9.   Termination of the Project. Upon termination of the Project or the Agreement for any reason, Contractor: (i) shall discontinue the use and application of the Confidential Information; (ii) undertakes not to thereafter engage or enter into any other transaction which shall in any way involve the use and application of the Confidential Information; and (iii) shall immediately return and deliver all copies of the Confidential Information, if any, to Client, without making or retaining copies or excerpts of the same in whatever medium.

10.  Dispute Resolution. Any dispute, controversy of claim arising out of or in connection with this Agreement shall be resolved through good faith discussions between the Parties. If no resolution is reached within 90 business days from the date on which discussions are commenced, then such dispute, controversy or claim shall be referred to and finally resolved by arbitration under laws of the principal place of business of Client.

11.   Governing Law.  This Agreement shall be governed by and construed in accordance with the laws of incorporation of Client.

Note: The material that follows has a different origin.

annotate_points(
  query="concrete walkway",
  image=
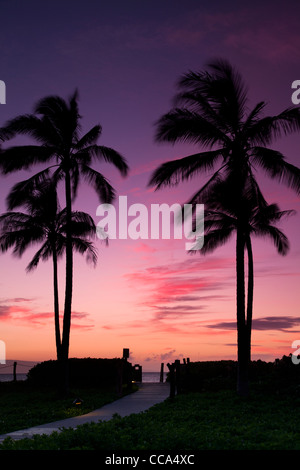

12.  Severability.  If any restriction found hereunder shall be adjudged by any court or authority of competent jurisdiction to be void or unenforceable but would be valid if part of the wording thereof were to be deleted and/or the period thereof were to be reduced and/or the area dealt with thereby were to be reduced, the said restriction shall apply within the jurisdiction of that court or competent authority with such modifications as are necessary to make it valid and effective.